Пришлось поменять место жительства, захватив на память все экономические документы колхоза. Супруг Зацепко на прощание изуродовал колхозный мотоцикл, проколов шины, насыпав лесок в цилиндр и в коробку передач.

Извольте видеть логический финал правдоискательства, основанного на жажде мести.

Слесарь, оторвавшись в своем разоблачительстве от жэка, просто забыл, кому он мстит. Его месть, приняв неконкретный характер, растеклась по области. Только это спасло жэк от порчи водопровода.

Зацепко же оказалась ограниченной лесным массивом. Ее месть, не расплескавшись, целиком ударила по колхозу.

Но в маскхалаты они рядятся одного цвета — цвета обиженного благородства, бескорыстного радения за общее дело.

Их выдают глаза, в которых отплясывает мстительный огонек.



Откуда берется талант

Есть мнение, что с талантом рождаются. Лично я с этим не согласен. Мне до сих пор не попалось ни одного новорожденного, который бы чем-нибудь выгодно отличался от остальной бездарной, так сказать, массы своих сверстников. Да и в какой области, скажите на милость, грудному гению проявлять свои задатки, если стихов он не пишет, музыки не сочиняет, а только и знает что переводит пеленки. На этом поприще, возможно, и обнаруживаются свои титаны.

А откуда возникает талант, этого я вам не скажу.

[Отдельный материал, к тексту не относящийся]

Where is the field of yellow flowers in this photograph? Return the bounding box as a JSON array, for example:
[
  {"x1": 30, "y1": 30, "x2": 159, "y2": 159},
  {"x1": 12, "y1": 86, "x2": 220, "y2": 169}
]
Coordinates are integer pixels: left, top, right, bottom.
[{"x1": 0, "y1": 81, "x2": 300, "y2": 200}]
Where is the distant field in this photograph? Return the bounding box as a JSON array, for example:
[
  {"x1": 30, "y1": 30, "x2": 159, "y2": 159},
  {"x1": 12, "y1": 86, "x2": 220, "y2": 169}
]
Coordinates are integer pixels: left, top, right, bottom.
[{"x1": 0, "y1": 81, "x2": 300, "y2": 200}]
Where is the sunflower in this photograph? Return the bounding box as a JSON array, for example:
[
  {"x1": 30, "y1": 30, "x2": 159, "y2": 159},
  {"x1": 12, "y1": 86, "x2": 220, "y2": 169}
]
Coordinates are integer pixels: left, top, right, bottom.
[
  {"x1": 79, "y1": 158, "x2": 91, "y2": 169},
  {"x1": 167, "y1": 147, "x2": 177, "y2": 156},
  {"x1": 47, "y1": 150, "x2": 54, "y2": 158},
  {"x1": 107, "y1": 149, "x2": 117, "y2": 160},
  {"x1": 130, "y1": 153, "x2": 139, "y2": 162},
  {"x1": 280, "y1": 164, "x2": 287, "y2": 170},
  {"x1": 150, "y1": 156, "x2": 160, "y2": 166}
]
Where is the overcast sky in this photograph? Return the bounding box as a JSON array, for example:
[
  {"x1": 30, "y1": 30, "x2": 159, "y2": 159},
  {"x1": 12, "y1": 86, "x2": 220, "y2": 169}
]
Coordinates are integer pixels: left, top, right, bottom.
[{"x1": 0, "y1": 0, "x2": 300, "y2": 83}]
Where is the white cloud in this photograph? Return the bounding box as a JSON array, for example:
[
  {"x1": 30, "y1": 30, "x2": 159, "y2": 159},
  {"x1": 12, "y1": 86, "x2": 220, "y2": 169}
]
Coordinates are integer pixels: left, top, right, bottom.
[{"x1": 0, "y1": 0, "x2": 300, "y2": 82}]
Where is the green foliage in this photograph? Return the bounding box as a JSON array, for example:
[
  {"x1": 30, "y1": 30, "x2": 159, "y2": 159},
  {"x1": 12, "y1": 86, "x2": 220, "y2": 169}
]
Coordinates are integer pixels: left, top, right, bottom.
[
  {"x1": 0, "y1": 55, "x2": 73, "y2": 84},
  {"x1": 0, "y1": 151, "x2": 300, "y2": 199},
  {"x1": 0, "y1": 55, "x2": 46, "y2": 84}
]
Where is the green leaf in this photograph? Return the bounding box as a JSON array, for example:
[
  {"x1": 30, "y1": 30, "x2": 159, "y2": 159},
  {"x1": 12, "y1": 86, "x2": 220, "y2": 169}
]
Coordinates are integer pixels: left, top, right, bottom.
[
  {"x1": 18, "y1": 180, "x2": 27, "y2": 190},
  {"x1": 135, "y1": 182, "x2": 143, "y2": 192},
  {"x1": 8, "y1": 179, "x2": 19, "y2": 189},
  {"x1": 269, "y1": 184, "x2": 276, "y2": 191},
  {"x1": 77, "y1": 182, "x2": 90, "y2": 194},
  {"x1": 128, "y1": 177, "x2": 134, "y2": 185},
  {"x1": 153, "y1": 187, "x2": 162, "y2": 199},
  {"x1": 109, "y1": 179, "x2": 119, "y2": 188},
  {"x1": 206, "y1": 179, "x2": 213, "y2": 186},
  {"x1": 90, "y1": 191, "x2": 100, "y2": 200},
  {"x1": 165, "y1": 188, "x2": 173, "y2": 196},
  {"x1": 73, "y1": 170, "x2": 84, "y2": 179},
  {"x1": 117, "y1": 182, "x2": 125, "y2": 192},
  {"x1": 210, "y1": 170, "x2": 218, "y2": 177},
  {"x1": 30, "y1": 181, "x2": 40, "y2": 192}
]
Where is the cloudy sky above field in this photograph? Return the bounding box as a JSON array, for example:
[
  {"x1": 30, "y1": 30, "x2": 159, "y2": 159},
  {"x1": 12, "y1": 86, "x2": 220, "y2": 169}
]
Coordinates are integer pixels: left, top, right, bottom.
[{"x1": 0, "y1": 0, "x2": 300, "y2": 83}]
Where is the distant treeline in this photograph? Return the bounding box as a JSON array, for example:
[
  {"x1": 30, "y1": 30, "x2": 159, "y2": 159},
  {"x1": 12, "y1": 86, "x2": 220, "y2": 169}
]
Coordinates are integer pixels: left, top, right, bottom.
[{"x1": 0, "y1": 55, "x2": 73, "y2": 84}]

Этим вопросом я вплотную не занимался. Но думаю, что лицо, в котором он вдруг пробивается, остается в неведении насчет своего богатства до тех пор, пока окружающие граждане не поставят его об этом в известность.

Правда, бывает, что граждане подозрительно долго молчат. Ты перед ними маешься, коленца выкидываешь вроде этого:

«Селедка некая
(не пополам, а прямо
с грехом)
У граждан многих
Славилась успехом»,
а они смотрят свозь тебя, как сквозь бокал с нарзаном.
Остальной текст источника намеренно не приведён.